To achieve my primary visualization of extinct species, I start at Branch objects that are flagged as extinct, working my way backwards to the base of the tree. Here, an array of vertex buffer objects is created, each one representing a single species. Curve vertices are used instead of a standard vertex. This allows for the rendering of Catmull-Rom splines which have a pleasing aesthetic. To aid in the visualization I added another stochastic process when placing the curve vertices which offsets their position the closer to the root they get. For the rendering, I implemented a few visual techniques to aid in comprehending the data. First, depth-dependent halos were implemented via a modified OpenGL Line shader to modify the stroke width of the curves. This halo shader displaces the lines back away from the viewing plane and thickens their stroke weight. It greatly aids in seeing the shape of densely packed nodes, and has a unique visual appeal. Rendering the halos is optional for the user.

One of many errors in drawing curved lines.

A stable tree with curved vertices and depth-dependent halos enabled.

To actually glean some information from the visualization, I implemented a color picking technique to see the name of each extinct species by hovering the mouse cursor over its terminal point. There are not many Processing libraries that deal with 3d picking, so I attempted to implement my own based on raycasting. This had some extra challenges due to the way Processing and Peasycam handle viewport matrices, so I abandoned it in favor of a "color picking" method described by Processing forum user jeff_g3.

When hovering over a point, the extinct species' name is displayed at the top of the screen along with the names of 3 of its parent nodes. The user can use the UP and DOWN arrow keys to add or subtract the number of parent nodes to display. The points have their own OpenGL shader which modulates their radius according to the proximity of the mouse. For some reason, getting this effect to not blow up when the camera came close was very difficult and took quite a bit of time to solve.

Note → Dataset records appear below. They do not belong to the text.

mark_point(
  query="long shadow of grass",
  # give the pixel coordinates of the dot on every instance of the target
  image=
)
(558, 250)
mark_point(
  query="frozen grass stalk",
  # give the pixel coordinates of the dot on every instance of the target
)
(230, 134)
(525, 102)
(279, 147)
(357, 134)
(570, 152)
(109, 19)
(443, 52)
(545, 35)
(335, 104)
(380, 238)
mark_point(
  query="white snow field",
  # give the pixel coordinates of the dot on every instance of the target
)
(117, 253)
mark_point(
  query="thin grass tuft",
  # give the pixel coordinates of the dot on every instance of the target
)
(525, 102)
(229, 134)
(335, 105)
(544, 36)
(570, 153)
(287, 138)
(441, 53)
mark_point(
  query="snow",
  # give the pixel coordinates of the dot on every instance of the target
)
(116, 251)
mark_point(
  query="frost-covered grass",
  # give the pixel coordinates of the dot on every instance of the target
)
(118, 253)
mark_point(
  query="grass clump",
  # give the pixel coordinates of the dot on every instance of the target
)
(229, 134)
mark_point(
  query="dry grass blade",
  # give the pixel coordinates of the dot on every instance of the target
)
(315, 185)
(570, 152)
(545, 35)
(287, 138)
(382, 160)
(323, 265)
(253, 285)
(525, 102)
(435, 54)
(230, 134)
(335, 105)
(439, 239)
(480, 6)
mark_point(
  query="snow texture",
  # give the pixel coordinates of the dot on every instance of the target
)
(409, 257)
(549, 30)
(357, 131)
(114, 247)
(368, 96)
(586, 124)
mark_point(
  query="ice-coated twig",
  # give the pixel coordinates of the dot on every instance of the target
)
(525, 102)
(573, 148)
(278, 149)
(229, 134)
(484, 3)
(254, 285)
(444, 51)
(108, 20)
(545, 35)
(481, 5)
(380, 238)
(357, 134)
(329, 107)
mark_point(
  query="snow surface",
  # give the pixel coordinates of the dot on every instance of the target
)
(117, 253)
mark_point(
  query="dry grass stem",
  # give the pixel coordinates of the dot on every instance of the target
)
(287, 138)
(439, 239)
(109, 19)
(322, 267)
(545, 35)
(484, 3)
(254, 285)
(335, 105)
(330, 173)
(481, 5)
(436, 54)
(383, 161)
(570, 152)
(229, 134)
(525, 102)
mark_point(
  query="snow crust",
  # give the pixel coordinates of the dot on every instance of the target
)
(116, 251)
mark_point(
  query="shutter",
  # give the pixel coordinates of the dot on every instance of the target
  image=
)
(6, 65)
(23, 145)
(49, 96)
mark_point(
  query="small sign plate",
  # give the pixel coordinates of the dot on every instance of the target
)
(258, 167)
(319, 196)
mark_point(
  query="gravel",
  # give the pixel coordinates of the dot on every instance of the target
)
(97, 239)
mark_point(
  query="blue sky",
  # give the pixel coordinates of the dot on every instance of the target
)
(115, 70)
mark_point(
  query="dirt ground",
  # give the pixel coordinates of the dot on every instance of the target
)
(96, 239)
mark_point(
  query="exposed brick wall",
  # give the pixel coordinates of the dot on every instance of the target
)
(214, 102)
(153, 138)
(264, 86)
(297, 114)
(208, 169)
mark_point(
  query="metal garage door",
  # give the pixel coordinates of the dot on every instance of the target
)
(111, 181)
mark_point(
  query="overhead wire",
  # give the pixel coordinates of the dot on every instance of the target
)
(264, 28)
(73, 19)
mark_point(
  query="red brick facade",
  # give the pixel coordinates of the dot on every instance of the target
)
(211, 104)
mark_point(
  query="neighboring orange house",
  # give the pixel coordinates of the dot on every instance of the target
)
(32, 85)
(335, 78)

The earliest working implementation of color picking.

The primary shader used for the curves is also a modified OpenGL line shader. When the user is hovering over an extinct species, the species of interest will increase in stroke weight and become a brighter, more solid color while the rest of the tree's transparency will increase. This aids in seeing its path back to the root. While hovering over a point, the user can click once on it to "lock" it so that it will remain highlighted while the user can explore the rest of the tree. Clicking away from the point unlocks it. Furthermore, OpenGL was leveraged to achieve a depth effect where the color and transparency is attenuated based on how far away from the picture plane the vertex is. This helps to bring focus to the foreground and gives a sense of shaping.

Finally, the entire database may be visualized as more basic vertex geometry, not curves. It's rendered as semi-transparent, giving the impression of a cloud or swarm. This helps the user understand the overall shape of the tree and how the extinct species in the database are distributed.

Final result

I used Processing with Peasycam.

Source Code + Data

Control: Hover over branch tips to show species name and illustrate path to the base. Click on the tip to lock the selection. Double click to focus on the node.

UP arrow: increase taxonomy list size
DOWN arrow: decrease taxonomy list size
1: show halo effect
2: show entire tree
H: show GUI
R: rebuild tree
?: show help menu

1. D. M. Raup, Extinction - Bad Genes or Bad luck. 1992. W. W. Norton & Company.
2. M. H. Everts, H. Bekker, J. Roerdink, and T. Isenberg. 2009. Depth-Dependent Halos: Illustrative Rendering of Dense Line Data. IEEE Transactions on Visualization and Computer Graphics
3. jeff_g. Peasycam and picking library. Reply #10. 2013.